Women bishops – it is about religion, stupid

Does anybody else feel uneasy that the case for women bishops is championed by commentators with a wholly secular agenda and that an essential element of the argument has been deliberately left out? Too hard for our little heads to take in or too silly for words, being about religion? Nothing wrong with the secularists’ case of course. Only there’s no reason why their voices should prevail, as distinct from the great majority of church members in favour of women bishops who should of course have won. How much better to win an argument – any argument – on its own terms. The media are partly to blame of course for  representing the arguments  so much in secular terms.  So it was refreshing just for change to make the case for women bishops eventually quite differently.

If ever you wanted to read a break-out form the simplistic distinctions of Catholic v Protestant that prevail in our land, read this account in Cranmer the blog on religion that would give Jonathan Swift a run for his money –  or his Woods’ halfpence.

Anglicans are not freelance, theological pundits, but a valid part of the One Catholic and Apostolic Church….

The Church of England was never designed to be Protestant, though it has elements of that movement within it. And it was certainly not Roman Catholic, though it drew on the strengths of that denomination to manifest the Church in a visible society. Its struggle has ever been how to permit freedom of the Spirit within ancient structures: how to put new wine into old wineskins.

This is why the Archbishop of York is right when he says there will be women bishops, because Anglicanism is a communion, and in that koinonia is toleration of mutual exclusives.
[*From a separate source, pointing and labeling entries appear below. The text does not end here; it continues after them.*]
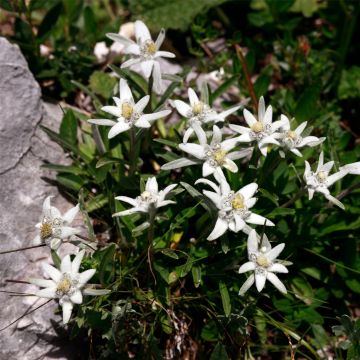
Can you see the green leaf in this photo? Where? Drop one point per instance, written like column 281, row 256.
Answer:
column 223, row 88
column 307, row 102
column 196, row 273
column 102, row 84
column 225, row 298
column 156, row 13
column 71, row 169
column 170, row 253
column 68, row 127
column 106, row 262
column 219, row 353
column 49, row 21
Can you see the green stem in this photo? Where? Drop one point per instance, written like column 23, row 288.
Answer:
column 132, row 154
column 152, row 214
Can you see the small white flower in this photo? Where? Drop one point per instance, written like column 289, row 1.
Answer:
column 66, row 284
column 55, row 227
column 233, row 207
column 262, row 130
column 144, row 51
column 213, row 156
column 292, row 140
column 148, row 200
column 199, row 112
column 262, row 263
column 128, row 113
column 320, row 180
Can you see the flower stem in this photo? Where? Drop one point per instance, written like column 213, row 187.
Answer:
column 152, row 214
column 247, row 75
column 132, row 152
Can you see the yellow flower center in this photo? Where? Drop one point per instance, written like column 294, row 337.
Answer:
column 238, row 202
column 198, row 108
column 127, row 110
column 321, row 176
column 45, row 231
column 262, row 261
column 257, row 127
column 146, row 195
column 292, row 135
column 150, row 47
column 64, row 285
column 219, row 156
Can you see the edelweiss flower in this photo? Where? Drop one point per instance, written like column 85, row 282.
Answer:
column 128, row 113
column 320, row 181
column 214, row 157
column 66, row 284
column 233, row 207
column 261, row 130
column 199, row 113
column 262, row 263
column 150, row 199
column 292, row 140
column 54, row 227
column 144, row 51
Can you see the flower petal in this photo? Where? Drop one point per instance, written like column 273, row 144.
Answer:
column 249, row 118
column 48, row 293
column 142, row 33
column 75, row 266
column 127, row 199
column 113, row 110
column 85, row 276
column 105, row 122
column 193, row 149
column 65, row 266
column 274, row 252
column 248, row 191
column 54, row 273
column 67, row 307
column 166, row 54
column 141, row 104
column 193, row 98
column 178, row 163
column 220, row 228
column 247, row 284
column 276, row 282
column 183, row 108
column 278, row 268
column 76, row 297
column 260, row 280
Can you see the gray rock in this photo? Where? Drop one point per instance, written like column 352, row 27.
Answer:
column 23, row 146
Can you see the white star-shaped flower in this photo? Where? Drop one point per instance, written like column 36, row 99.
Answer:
column 199, row 113
column 148, row 200
column 213, row 156
column 55, row 227
column 144, row 51
column 233, row 207
column 262, row 263
column 291, row 140
column 320, row 180
column 262, row 130
column 128, row 113
column 66, row 284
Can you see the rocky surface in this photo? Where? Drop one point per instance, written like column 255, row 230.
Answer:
column 23, row 146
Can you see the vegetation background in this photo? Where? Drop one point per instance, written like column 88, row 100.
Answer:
column 303, row 56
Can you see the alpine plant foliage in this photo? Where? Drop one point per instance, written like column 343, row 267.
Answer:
column 190, row 228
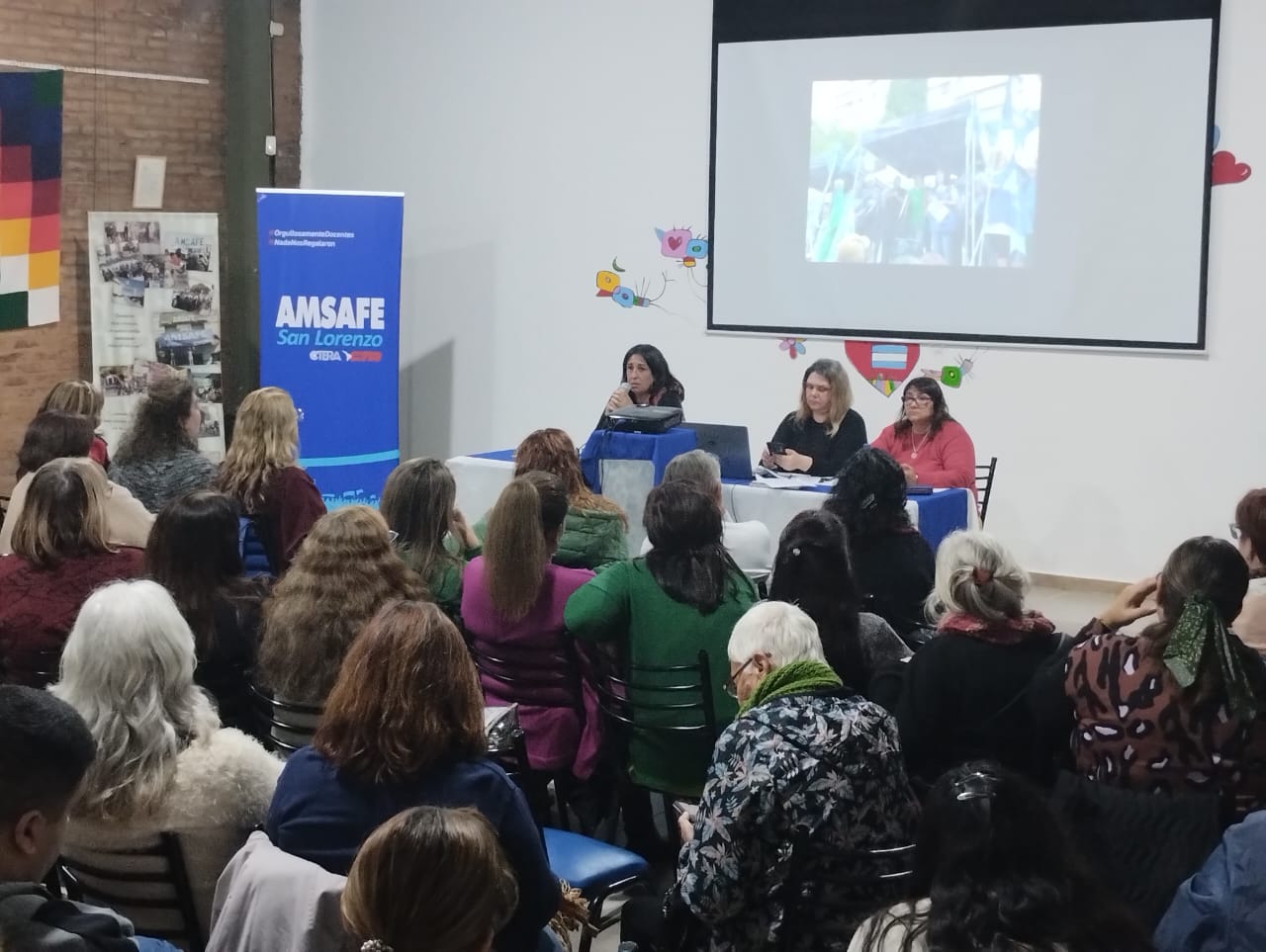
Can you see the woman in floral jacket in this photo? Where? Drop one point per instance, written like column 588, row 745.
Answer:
column 805, row 761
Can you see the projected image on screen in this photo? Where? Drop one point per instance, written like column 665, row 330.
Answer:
column 925, row 171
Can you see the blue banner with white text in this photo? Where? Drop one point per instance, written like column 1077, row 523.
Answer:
column 329, row 330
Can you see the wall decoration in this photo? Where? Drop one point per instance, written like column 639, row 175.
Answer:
column 794, row 346
column 882, row 364
column 153, row 284
column 31, row 195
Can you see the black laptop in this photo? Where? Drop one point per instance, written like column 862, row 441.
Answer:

At the core of Anglican identity is the belief that there is more than one church that is catholic; that there are non-Roman churches that are catholic; and that the Church of England is an expression of unity, catholicity and apostolicity….
Catholicity is an aspiration, and women bishops are simply a continuation of the reformist movement which began in the 16th century. The Church of England departed not from the catholic Church, but from the errors of Rome. It was Whitgift who observed that the Church of England was ‘reformed’ not ‘transformed’ because ‘we retain whatsoever we find to be good, refuse or reform that which is evil’. Over succeeding centuries, Anglicanism has offered catholicism without Roman centralisation and authoritarianism. It has been, in England, the Catholic Church in this land, set free from subjection to the foreign King of Rome.